HONOR AND RESPECT SURVIVORS OF ABUSE:

  • Honor individual women and children in every step of their struggle to escape abuse.
  • Respect each survivor's timing and process in the journey of healing.

TAKE A STAND AGAINST EVENTS AND MATERIALS THAT:

  • Minimize battering (such as jokes about "keeping her in line").
  • Confuse sex and violence.
  • Demean women and children, and, in doing so, diminish men.

SUPPORT EDUCATIONAL PROGRAMS THAT:

  • Teach non-violent ways to resolve conflict.
  • Distinguish between sex and violence.
  • Recognize the connections between violence against women and the sympathetic oppressions of racism, sexism, ageism, able-bodyism, anti-Semitism, militarism, and homophobia.

SUPPORT WITH YOUR DONATIONS OF TIME AND MONEY:

  • A local battered women's program, The Minnesota Coalition for Battered Women, the Sexual Assault Coalition, BIHA (Black, Hispanic, Asian Women in Action), The National Coalition Against Domestic Violence.

ORGANIZE COMMUNITY ACTION:

  • Plan a fund-raiser for a battered women's advocacy program to raise needed funds and educate the community about available services.
  • Hold a candlelight vigil or ceremony to remember the victims of domestic abuse, to honor the survivors, and to celebrate those working to end violence against women and children.
  • Promote religious services that speak out against the use of violence in the home.
  • Present a school/college/university program that focuses on prevention curriculum and teach peace.
  • Ask librarians and bookstores to set up displays of literature about domestic violence.
  • Keep issues before the public.

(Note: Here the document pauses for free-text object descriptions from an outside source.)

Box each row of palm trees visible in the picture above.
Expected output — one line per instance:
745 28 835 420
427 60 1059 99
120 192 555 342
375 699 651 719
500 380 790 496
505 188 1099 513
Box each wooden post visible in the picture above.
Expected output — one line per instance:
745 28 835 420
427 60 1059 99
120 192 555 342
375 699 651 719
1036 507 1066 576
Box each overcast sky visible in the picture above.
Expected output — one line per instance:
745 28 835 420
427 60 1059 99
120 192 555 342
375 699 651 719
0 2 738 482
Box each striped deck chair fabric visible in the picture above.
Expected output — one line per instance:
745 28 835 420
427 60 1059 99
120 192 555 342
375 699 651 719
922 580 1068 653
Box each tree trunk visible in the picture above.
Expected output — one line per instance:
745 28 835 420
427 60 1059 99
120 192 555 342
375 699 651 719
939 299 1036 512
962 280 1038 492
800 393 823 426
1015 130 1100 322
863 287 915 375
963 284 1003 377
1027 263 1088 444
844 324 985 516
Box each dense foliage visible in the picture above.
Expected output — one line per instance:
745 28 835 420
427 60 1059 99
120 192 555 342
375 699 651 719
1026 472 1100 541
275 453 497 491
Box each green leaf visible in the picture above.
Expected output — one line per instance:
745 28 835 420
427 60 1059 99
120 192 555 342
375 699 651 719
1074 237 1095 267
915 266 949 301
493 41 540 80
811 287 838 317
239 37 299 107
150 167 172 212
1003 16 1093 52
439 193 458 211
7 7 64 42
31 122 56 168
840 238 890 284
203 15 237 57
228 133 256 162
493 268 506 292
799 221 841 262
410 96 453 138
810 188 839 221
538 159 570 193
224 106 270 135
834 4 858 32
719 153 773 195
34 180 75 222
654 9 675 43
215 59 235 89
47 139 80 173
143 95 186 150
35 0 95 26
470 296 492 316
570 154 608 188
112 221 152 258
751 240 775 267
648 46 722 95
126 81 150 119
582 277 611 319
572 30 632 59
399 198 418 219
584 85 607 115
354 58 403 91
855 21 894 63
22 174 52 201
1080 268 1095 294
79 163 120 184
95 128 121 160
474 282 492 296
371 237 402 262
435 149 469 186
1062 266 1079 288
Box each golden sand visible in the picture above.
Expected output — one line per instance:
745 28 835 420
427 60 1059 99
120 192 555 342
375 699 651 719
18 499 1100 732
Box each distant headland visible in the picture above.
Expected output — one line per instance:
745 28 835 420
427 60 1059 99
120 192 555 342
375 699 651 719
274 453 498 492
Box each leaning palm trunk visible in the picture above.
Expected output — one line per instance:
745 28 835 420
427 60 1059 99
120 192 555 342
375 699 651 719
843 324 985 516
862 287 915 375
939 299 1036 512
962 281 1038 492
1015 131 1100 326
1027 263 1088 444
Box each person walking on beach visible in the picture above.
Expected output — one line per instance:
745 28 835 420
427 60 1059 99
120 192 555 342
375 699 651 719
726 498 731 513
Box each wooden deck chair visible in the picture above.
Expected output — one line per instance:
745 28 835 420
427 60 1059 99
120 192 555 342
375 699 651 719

Write letters to newspapers; perhaps editorials or comments to print media as well as TV and radio.
  • Organize inter-agency activities with police departments, PTA's, community colleges/universities, women's clubs, girl and boy scouts, other social and civic groups or human service agencies.
  • Have a speaker, or facilitate discussion, at a Brown bag lunch.

DEMAND LEGISLATIVE ACTION THAT WILL:

  • Increase funds for existing programs to continue or expand their services.
  • Designate funds for new services or special projects.
  • Support legislation that enforces existing statutes to protect battered women and their children.
  • Create services that are linguistically and culturally appropriate.